Then we started digging some rare American Brewing co bottles. Tom dug one of these a week or 2 ago & gave it to me since it's blob top had a big chunk missing. Now I got some whole ones. LEON.


----------



## hemihampton (Sep 22, 2014)

Then came a possibly rare GEO NORRIS clear hutch with only the #4 on back for Manufacturer or bottling/glass co makers mark.
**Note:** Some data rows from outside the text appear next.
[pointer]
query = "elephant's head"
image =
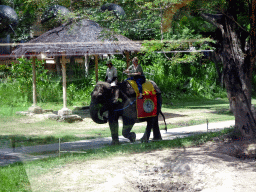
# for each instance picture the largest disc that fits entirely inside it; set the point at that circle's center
(100, 102)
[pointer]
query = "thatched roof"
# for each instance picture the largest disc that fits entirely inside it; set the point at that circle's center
(82, 38)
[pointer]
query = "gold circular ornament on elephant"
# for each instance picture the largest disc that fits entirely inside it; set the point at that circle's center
(148, 105)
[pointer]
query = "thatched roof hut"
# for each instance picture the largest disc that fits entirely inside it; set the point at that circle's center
(80, 38)
(85, 37)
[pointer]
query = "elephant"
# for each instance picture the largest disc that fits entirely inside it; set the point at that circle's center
(102, 100)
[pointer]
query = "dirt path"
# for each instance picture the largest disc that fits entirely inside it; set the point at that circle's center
(204, 168)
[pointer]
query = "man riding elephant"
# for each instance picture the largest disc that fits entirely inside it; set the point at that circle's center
(127, 108)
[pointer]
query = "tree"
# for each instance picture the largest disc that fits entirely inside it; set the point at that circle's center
(235, 21)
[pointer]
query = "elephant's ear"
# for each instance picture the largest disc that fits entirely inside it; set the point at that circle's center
(127, 89)
(155, 87)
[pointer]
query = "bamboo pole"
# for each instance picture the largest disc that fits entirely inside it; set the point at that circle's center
(34, 80)
(64, 111)
(64, 80)
(127, 59)
(96, 67)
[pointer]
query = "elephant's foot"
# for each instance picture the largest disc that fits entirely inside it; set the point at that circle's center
(115, 142)
(144, 139)
(157, 139)
(132, 137)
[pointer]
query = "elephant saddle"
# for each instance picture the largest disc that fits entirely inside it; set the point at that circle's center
(147, 106)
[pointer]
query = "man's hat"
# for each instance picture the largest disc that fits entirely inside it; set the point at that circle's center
(109, 62)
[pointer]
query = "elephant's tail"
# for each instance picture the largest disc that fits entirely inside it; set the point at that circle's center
(164, 120)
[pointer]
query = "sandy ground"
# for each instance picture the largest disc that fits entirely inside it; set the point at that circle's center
(210, 167)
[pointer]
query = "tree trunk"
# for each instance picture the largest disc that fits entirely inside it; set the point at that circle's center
(237, 72)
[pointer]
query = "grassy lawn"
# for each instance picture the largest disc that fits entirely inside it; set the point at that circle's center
(32, 131)
(14, 177)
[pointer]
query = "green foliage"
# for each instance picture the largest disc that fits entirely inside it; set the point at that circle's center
(14, 178)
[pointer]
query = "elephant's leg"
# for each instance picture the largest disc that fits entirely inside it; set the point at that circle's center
(113, 124)
(127, 127)
(156, 131)
(146, 135)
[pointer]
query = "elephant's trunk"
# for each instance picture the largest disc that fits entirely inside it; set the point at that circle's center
(96, 111)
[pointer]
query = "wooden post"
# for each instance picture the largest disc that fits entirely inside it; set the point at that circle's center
(64, 111)
(96, 67)
(86, 65)
(34, 108)
(34, 80)
(64, 81)
(127, 59)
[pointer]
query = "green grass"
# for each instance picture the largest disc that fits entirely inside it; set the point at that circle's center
(14, 178)
(26, 131)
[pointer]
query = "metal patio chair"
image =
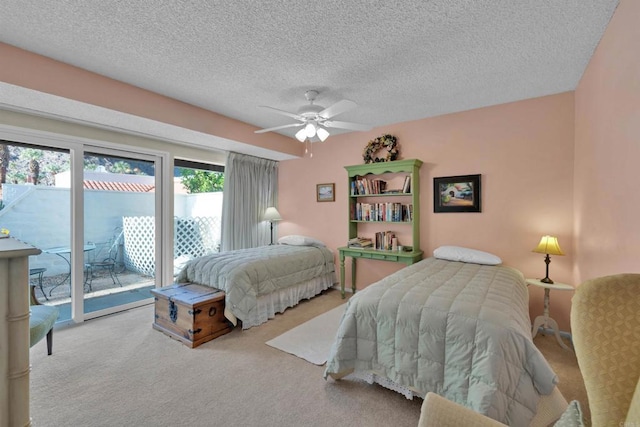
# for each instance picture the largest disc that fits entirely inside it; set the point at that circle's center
(106, 261)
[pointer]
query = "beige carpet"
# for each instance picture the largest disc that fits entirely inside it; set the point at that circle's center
(117, 371)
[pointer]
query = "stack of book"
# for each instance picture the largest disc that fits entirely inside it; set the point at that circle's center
(385, 240)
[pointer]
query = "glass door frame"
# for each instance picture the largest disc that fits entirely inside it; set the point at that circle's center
(163, 206)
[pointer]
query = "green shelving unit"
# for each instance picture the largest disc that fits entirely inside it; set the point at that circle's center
(356, 176)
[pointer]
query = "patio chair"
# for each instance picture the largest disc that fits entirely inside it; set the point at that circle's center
(106, 262)
(39, 272)
(41, 320)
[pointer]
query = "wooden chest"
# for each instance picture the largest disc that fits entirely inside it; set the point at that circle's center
(192, 314)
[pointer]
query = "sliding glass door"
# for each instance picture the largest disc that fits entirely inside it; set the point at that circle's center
(96, 214)
(119, 245)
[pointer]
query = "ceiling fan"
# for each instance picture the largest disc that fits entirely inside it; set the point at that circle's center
(315, 119)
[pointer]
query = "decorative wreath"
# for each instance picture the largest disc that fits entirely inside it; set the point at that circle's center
(388, 142)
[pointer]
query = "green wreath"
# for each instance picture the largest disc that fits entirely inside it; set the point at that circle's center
(388, 142)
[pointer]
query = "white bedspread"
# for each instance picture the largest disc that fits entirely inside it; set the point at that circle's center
(459, 330)
(249, 274)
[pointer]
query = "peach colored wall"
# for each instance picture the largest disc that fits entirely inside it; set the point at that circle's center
(607, 158)
(29, 70)
(524, 151)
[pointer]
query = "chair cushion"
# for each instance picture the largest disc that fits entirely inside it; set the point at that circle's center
(41, 321)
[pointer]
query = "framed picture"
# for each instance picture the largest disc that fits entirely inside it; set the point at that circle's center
(456, 193)
(325, 192)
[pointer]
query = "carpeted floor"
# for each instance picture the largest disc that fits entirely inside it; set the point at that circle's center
(117, 371)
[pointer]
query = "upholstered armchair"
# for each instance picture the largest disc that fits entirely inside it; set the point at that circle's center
(41, 321)
(605, 323)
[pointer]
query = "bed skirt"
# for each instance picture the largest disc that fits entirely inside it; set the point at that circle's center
(550, 407)
(277, 302)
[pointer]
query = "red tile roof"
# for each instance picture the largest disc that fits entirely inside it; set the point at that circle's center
(118, 186)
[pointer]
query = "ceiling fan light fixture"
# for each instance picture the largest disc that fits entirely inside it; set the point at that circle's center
(301, 135)
(310, 130)
(323, 134)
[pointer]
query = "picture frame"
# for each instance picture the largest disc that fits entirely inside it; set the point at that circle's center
(457, 193)
(326, 192)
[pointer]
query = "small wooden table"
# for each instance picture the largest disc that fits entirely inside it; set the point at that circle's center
(407, 258)
(544, 319)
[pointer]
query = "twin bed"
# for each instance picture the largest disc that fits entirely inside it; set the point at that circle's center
(260, 282)
(458, 329)
(456, 325)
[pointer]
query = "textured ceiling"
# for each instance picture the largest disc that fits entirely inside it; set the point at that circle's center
(398, 60)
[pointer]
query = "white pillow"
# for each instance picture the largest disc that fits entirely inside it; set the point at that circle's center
(572, 417)
(457, 253)
(296, 240)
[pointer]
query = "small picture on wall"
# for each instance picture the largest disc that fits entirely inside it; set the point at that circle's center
(456, 193)
(325, 192)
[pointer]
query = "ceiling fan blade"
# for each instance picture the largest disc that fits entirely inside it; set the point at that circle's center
(286, 113)
(295, 125)
(346, 125)
(337, 108)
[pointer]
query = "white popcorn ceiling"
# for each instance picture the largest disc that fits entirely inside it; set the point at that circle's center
(398, 60)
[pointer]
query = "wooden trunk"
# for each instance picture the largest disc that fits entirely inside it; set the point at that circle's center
(192, 314)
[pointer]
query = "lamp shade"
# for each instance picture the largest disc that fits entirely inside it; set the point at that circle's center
(323, 134)
(548, 245)
(272, 214)
(301, 135)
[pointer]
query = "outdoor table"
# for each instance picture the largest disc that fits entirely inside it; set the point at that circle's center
(63, 252)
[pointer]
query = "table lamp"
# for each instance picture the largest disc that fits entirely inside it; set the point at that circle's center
(549, 246)
(272, 215)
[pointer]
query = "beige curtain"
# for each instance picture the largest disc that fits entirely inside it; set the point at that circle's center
(250, 187)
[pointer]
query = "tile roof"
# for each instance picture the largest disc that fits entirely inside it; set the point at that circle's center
(118, 186)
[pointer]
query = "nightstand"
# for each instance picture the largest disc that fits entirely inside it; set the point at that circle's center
(544, 319)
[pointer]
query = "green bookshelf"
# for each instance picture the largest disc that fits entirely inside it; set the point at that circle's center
(371, 202)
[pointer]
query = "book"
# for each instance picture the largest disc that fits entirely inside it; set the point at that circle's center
(360, 242)
(406, 188)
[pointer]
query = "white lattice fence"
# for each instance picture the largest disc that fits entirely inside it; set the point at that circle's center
(194, 236)
(139, 244)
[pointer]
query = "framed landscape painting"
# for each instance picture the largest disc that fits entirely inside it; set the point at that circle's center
(456, 193)
(325, 192)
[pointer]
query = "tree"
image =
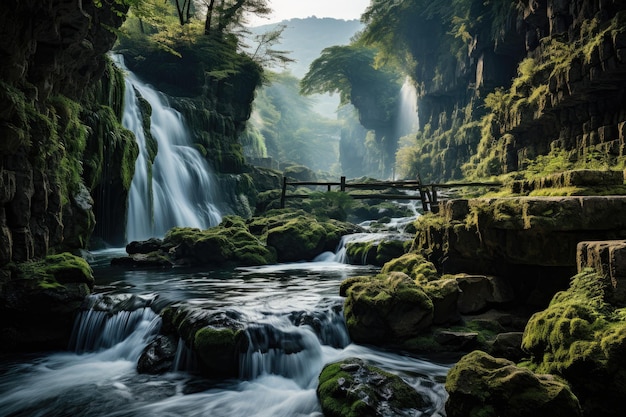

Not pictured on Hutchbook site.


----------



## hemihampton (Sep 22, 2014)

Then another American Brewing Beer Blob.


----------



## hemihampton (Sep 22, 2014)

More American.


----------



## hemihampton (Sep 22, 2014)

Then came some giant ink or lamp oil tank or fuel tank for lamp or something like that. Can be seen next to Amercan bottle in previous pic.


----------



## hemihampton (Sep 22, 2014)

Then came the Ultimate Killer bottle. The Elusive Clear American Brewing Beer Blob from DEL RAY not Detroit like the other 3 we found. DEL RAY is the older version. Actually rarer from Detroit but the clear rarer then them all. Only 2 others of this clear Del Ray version known to exist a Detroit Bottle collecting expert tells me. COOL.


----------



## hemihampton (Sep 22, 2014)

More Americans.


----------



## hemihampton (Sep 22, 2014)

We Also Dug this Frisbie bottle. Possibly a Condiment bottle? Cool looking. LEON.


----------



## hemihampton (Sep 22, 2014)

Besides some miscallaneous odds & ends "THATS ALL FOLKS"  Leon.


----------



## hemihampton (Sep 22, 2014)

Thats not all, got more pics.  Discarded shard pile.


----------



## hemihampton (Sep 22, 2014)

Tom Poking the hole with his probe.


----------



## hemihampton (Sep 22, 2014)

More Hole Poking. The hole doesn't look deep but it was easily 6 foot deep, Just kept moving the dirt around in there from one side to the other ect. LEON.


----------



## hemihampton (Sep 22, 2014)

Dug this one to. LEON.


----------



## Robby Raccoon (Sep 23, 2014)

Awesome stuff.


----------



## hemihampton (Sep 23, 2014)

Spirit Bear said:
			
		

> Awesome stuff.



THANK YOU. I thought I Killed this thread with to many pics? LEON.


----------



## Robby Raccoon (Sep 23, 2014)

More pics, more fun.


----------



## Rockhounder55 (Sep 23, 2014)

hemihampton said:
			
		

> Spirit Bear said:
> 
> 
> 
> ...



Too many pics never kill a thread, Leon. []  ~Mike


----------



## hemihampton (Sep 26, 2014)

Had some more of my Hutch Variations added to Hutchbook website. If you like Detroit Hutches take a look. LEON. http://www.hutchbook.com/Bottle%20Directory/HutchSearchResults.aspx?Primary_Name=&Manufacturer=&City=detroit&Color=&County=&Mold_Type=&State=&Plate_Type=&Territory=&Pictures=&Region=&Start_Height=&End_Height=&Country=&Start_Width=&End_Width=&Bottle_Number=&Start_Marked_Year=&End_Marked_Year=&Sub_Categories=&Shape=&All_Embossing=&Rarity=&Front_Embossing=&Added=&Back_Embossing=&Updated=&Base_Embossing=&Comments=&Find_Hutches=Find+Hutchinsons&Source=Attributes


----------



## hemihampton (Oct 13, 2014)

BUMP.


----------



## Bass Assassin (Oct 13, 2014)

Leon, you can NEVER take too many in situ photos! Nice additions! You are making me jealous


----------



## madman (Oct 13, 2014)

killer finds your making me home sick


----------